Valentines Chocolate Ginger Biscuits
I couldn’t let Valentines day pass without making a treat, not only for my partner but also the girls in work who always benefit from the goodies that I produce because we can’t eat them all. Here is a nice quick shortbread based biscuit recipe. The bitter chocolate and spicy ginger make a good combination. In fact they went so well together I thought I might make a truffle out of this combination also at some stage!
- 6 oz/170g Four
- 4 oz/113g Butter (soften but not melted)
- 2 oz/56g caster sugar
- 100g dark chocolate (70% cocoa)
- 25g crystalised ginger, finely chopped
- Preheat oven on bake (not fan bake) to 160 degrees centigrade and line a baking sheet with greaseproof paper.
- Sift flour into bowl.
- Add butter and rub into flour.
- Add sugar and keep rubbing ingredients together so it start to form bigger clumps.

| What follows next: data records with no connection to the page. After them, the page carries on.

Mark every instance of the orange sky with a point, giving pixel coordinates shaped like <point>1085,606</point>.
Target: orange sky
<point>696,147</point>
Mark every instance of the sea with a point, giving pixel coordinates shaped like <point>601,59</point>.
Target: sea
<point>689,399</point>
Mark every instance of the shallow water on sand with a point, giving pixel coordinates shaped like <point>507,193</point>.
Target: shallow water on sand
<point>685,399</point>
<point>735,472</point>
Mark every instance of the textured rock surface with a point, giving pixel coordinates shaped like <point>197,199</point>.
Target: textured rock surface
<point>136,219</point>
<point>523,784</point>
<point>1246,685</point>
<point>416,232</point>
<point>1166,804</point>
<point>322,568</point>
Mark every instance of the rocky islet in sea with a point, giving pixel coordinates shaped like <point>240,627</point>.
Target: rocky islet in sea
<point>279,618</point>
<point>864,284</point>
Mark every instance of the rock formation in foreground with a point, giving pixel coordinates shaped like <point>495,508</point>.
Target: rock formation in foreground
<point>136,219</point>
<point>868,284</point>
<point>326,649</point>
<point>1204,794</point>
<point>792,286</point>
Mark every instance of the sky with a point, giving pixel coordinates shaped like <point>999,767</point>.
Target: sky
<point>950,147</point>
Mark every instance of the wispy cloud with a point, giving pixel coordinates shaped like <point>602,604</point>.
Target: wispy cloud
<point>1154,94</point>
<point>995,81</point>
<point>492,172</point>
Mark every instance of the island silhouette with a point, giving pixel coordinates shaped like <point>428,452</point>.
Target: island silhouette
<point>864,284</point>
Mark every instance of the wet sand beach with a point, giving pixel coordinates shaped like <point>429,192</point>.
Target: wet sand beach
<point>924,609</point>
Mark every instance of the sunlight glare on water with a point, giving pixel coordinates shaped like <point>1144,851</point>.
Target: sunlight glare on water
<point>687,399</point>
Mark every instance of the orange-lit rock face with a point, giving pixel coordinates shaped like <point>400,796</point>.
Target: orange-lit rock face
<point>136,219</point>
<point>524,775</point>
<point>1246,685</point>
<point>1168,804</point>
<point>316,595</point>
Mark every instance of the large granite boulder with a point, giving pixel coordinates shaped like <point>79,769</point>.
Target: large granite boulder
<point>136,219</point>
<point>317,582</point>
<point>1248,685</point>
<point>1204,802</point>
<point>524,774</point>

- Before the dough comes together completely stir in the ginger pieces.
- Gently bring ingredients together to form dough. Do not over mix otherwise dough will become tough and biscuits will have a pastry texture instead of a shortbread texture..
- Put wrapped dough into fridge for 15 minutes before you roll it out.
- Roll dough out to 1 centimetre thick and cut our heat shapes.
- Place hearts on a baking tray lined with greaseproof paper and put in the fridge for another 15 minutes. This helps the dough settle and keep it’s form when baked.
- Bake for 15 minutes or until a very light golden on edges.
- Cool on a wire rack.
- Melt chocolate and decorate hearts either by dipping one side into the chocolate or pour the melted chocolate into a ‘sandwich bag’, cut a tiny piece from one corner of the bag and use as like an icing bag to decorate with squiggles.